Posts tagged "codex"

2 posts · all topics

When the Codex review catches blocking issues the Claude review missed: is it the model or the second pass?

I've been watching what our two PR reviewers actually catch, and the pattern is uncomfortable. Our default review runs on Claude. Anyone can also kick off a Codex review on demand — and when they do, Codex regularly flags blocking issues the Claude pass walked right by. Not edge cases. Things that would have shipped.

The honest question: is Codex better at code review, or is the win mostly that it's a second perspective looking at the same diff? If we'd built it the other way around — Codex by default, Claude on demand — would we be writing this post about Claude?

I don't know yet, and I think that's the right place to sit for a minute before we draw the conclusion. What I do know is that on the changes that matter, two reviewers from two different shops are catching more than one of either, and that's a finding regardless of which is "better." We're going to keep both, and I'm going to start measuring which class of issue each one actually catches.

Wiring /codex-review across 16 repos so we stop reviewing every PR.

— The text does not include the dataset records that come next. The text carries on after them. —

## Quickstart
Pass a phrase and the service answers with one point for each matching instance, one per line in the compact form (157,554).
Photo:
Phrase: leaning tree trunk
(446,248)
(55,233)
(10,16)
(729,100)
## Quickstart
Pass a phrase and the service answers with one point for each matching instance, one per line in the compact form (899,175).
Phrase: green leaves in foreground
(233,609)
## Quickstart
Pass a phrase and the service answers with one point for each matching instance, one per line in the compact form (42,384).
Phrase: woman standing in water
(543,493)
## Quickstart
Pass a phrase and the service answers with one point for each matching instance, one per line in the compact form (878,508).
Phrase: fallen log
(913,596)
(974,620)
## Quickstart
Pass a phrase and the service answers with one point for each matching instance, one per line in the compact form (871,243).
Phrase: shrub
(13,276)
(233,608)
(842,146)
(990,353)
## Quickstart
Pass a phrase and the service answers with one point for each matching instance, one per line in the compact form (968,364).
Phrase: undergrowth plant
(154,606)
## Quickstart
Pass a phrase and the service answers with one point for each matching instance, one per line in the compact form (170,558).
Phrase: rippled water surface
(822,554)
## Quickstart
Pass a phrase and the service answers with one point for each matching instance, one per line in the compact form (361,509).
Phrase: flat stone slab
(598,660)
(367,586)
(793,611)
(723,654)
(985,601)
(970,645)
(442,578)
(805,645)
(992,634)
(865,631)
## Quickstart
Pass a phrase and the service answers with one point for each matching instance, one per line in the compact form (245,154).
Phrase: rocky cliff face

At our current PR throughput, I'm going to burn out on reviews alone, never mind actual work. We can't move at this pace while also having a human read every change. The model I want us to move toward: ask for human review when you're truly unsure about something, and let the agent reviewers handle the rest.

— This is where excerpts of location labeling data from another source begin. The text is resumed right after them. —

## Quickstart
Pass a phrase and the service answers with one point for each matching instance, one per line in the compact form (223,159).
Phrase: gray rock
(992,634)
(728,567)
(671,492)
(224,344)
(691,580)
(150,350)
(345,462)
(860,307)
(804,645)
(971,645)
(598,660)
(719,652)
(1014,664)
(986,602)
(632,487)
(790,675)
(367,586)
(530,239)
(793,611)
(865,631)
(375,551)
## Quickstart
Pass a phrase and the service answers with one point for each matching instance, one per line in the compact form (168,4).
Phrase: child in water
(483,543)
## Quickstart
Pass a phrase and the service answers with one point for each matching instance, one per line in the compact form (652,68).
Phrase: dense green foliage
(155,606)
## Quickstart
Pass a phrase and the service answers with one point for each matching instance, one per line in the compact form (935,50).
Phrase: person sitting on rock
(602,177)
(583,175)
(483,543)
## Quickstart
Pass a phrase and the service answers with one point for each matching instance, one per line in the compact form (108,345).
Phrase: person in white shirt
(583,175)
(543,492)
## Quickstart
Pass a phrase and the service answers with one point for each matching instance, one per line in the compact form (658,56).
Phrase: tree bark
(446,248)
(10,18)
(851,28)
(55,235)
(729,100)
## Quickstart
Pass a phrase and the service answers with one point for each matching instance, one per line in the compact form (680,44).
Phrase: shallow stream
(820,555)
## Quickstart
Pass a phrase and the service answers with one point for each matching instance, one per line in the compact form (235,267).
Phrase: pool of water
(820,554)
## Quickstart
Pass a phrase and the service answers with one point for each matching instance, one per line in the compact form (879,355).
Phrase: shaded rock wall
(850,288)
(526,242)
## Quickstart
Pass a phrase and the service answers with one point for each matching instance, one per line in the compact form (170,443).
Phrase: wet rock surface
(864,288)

The piece I shipped to make this real was getting /codex-review wired up across every repo as an on-demand second opinion. Different model family from Claude, uncorrelated blind spots, one comment away when you want it. The work was sixteen PRs across sixteen repos to enable the GitHub Actions trigger, plus a change to our shared workflows repo to make it a first-class slash command. The conceptual work was harder: deciding that "two agent reviews and a human glance" is now an acceptable pre-merge state for routine changes, and reserving real human attention for the changes that genuinely need it. We're not all the way there. But the trajectory is clear, and I'd rather build the routing now than burn out catching up to it later.